Monday, April 18, 2011

Death and Life in Itamar

The entrance to the house where the Fogel family lived – until the brutal attack which consumed the lives of Udi and Ruth, and three of their small children – is still decorated with the note joyously announcing the recent birth of Hadas who, at three months, was the youngest Israeli victim on that fateful Shabbat evening.
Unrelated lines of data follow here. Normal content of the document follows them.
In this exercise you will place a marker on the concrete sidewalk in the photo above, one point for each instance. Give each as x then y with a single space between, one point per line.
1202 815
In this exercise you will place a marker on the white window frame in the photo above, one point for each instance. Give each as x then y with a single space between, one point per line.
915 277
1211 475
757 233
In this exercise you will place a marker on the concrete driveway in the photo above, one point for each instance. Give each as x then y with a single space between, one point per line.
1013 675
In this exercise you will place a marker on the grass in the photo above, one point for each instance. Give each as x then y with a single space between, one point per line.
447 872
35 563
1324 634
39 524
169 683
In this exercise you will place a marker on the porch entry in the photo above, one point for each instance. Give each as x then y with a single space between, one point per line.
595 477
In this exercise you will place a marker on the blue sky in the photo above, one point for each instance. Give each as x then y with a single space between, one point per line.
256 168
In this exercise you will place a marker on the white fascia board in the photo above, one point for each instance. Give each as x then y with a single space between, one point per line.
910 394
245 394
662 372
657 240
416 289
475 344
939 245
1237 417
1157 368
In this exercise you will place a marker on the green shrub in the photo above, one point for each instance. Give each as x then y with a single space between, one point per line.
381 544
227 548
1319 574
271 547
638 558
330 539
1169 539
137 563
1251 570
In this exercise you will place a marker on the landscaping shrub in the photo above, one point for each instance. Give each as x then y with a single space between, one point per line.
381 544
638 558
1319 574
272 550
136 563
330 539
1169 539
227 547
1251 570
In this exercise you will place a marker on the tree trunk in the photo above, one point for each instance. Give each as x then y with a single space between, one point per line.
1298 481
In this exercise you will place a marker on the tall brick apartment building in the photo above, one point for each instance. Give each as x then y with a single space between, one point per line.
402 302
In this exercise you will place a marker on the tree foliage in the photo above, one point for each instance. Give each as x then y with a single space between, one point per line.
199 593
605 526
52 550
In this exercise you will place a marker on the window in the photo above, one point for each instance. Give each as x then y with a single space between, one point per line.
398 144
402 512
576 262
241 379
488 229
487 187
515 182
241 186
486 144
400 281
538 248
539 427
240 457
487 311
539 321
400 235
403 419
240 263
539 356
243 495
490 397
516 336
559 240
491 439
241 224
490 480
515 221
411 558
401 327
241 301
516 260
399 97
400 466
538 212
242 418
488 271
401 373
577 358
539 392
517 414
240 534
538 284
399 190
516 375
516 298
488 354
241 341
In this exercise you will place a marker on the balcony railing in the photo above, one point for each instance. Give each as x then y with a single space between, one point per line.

I don’t entertain notions that my brief time in the Israeli Yishuv called Itamar, and conversations with the community Rabbi, Moshe, and his wife, Leah, could possibly provide a full picture of what life is like in this community of 1,000 – the vitality, nuance, and day-to-day rhythm which only those who call the place home can ever really accurately describe – but one thing is for certain: While reasonable people can certainly disagree on the broader social and political implications of such communities across the green line, as with so much of what passes for reporting from Israel, the frequent and, at times, horribly callous pejorative depictions of those who choose to live here have almost no resemblance to reality.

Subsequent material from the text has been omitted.